I triumph still if Thou abide with me. (verses 1 and 4).
Favourite Psalms included Psalms 23 and 121:
“I lift up my eyes to the hills – from where will my help come? My help
comes from the Lord, who made heaven and earth.” (Ps 121:1-2)
Visits from chaplains like Theodore Hardy, brought comfort and
encouragement in things familiar from back home. They brought fresh
reminders of Christ’s love and presence and reminders of the precious
worth of humanity so much obliterated by the carnage experienced on
both sides.
On a recent visit to Stratford, I came across a simple but poignant stone
carving in the park beside the River Avon.

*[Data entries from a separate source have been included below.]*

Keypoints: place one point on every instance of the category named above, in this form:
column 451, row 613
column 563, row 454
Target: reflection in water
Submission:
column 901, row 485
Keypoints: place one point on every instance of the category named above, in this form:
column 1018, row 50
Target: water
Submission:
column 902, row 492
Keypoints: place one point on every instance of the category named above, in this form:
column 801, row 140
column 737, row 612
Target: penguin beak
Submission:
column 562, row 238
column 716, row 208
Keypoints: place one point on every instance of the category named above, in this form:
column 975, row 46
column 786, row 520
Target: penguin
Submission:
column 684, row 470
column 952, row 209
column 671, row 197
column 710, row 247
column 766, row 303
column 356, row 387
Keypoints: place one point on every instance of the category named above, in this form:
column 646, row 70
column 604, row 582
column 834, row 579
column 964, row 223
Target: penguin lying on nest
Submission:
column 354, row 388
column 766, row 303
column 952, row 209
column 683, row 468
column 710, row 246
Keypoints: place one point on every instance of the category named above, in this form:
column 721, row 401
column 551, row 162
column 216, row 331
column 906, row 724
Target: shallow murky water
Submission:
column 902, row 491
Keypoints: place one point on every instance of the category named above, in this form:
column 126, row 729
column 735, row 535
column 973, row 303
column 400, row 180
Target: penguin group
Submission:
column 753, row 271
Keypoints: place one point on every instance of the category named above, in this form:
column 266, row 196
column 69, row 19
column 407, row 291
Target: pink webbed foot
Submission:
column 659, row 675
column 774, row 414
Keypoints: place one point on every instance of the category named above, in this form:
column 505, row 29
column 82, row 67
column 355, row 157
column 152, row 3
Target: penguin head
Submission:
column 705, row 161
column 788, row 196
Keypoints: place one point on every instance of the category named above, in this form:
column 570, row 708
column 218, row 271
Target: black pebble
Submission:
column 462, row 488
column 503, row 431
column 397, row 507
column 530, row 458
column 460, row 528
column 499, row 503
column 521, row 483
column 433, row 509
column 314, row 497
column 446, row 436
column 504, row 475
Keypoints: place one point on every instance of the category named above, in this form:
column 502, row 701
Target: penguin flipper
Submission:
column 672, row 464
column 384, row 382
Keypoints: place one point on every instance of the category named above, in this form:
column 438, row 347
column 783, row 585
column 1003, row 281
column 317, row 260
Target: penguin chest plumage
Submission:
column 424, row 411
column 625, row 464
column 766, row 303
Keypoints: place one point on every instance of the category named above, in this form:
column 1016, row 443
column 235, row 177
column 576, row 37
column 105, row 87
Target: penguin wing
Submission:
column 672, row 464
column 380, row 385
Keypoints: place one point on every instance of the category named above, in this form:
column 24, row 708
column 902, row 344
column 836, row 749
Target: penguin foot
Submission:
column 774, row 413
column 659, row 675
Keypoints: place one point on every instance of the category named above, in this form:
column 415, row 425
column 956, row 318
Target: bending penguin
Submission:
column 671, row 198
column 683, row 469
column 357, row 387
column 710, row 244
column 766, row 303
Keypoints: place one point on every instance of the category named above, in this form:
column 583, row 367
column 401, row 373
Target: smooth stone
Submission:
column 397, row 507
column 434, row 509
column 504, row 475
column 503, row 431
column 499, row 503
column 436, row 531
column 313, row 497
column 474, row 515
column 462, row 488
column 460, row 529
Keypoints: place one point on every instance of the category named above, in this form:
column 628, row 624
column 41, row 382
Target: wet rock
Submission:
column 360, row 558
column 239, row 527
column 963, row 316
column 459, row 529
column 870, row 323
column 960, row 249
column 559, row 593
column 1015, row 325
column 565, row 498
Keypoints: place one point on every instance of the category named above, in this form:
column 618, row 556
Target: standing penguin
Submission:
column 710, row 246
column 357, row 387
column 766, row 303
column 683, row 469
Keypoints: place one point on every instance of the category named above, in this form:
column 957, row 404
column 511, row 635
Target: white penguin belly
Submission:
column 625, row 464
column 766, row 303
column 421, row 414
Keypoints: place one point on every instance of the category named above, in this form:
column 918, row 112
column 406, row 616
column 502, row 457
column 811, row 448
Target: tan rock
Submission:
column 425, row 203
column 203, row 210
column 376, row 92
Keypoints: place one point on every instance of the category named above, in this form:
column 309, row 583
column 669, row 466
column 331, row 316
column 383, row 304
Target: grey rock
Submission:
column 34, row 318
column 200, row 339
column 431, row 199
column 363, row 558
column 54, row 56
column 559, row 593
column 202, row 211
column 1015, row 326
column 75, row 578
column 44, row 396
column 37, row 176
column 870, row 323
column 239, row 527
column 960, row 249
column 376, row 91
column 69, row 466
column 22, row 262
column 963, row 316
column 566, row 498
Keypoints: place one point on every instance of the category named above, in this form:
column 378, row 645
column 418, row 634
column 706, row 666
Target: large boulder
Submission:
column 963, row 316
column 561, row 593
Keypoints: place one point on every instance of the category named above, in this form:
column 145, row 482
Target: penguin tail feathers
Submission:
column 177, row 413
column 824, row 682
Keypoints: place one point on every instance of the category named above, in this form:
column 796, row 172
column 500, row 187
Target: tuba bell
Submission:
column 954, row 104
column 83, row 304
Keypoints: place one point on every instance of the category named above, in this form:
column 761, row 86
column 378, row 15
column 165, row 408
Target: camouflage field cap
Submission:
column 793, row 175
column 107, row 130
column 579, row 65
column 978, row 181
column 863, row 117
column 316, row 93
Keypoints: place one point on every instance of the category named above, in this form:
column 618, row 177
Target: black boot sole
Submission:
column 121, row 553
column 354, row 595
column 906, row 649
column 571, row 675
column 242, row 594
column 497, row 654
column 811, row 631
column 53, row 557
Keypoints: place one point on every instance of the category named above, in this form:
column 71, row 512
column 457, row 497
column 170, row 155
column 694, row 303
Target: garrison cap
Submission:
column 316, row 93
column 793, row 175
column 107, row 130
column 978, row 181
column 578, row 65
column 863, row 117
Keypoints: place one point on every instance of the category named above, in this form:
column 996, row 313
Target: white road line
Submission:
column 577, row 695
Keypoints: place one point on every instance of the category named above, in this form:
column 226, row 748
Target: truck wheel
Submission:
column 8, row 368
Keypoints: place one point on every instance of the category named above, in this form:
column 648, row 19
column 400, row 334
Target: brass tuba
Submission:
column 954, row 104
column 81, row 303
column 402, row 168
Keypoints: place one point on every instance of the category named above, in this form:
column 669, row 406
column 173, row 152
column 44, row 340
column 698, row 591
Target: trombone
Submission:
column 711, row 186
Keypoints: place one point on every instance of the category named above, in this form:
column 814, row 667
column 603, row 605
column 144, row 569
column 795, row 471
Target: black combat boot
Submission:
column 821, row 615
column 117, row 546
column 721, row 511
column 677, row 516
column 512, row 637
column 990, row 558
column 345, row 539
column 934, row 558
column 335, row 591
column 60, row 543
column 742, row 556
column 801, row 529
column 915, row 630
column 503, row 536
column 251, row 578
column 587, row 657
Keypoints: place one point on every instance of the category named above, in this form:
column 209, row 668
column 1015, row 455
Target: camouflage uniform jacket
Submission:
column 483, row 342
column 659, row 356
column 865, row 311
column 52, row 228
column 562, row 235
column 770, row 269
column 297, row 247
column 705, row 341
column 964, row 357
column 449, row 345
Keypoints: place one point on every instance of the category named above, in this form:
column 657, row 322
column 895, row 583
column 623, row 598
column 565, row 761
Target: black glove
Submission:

It showed a soldier standing
with a little boy looking up at him and bore the words: “Peace I give to
you.”
We remember and give thanks today for all those whose sacrifice of
presence in wartime stood against willful aggression and oppression to
secure peace for others.
We give thanks for our Lord and Saviour, Jesus Christ, whose sacrifice
of presence has brought us life and hope and peace in showing us the
way to oneness with God and with each other.
In a world still so full of struggle, we press on in little ways and large, to
bring the love and joy and presence of Christ until swords are indeed
beaten to ploughshares and spears to pruning hooks and nations and
peoples set aside war and conflict for lasting peace. Amen.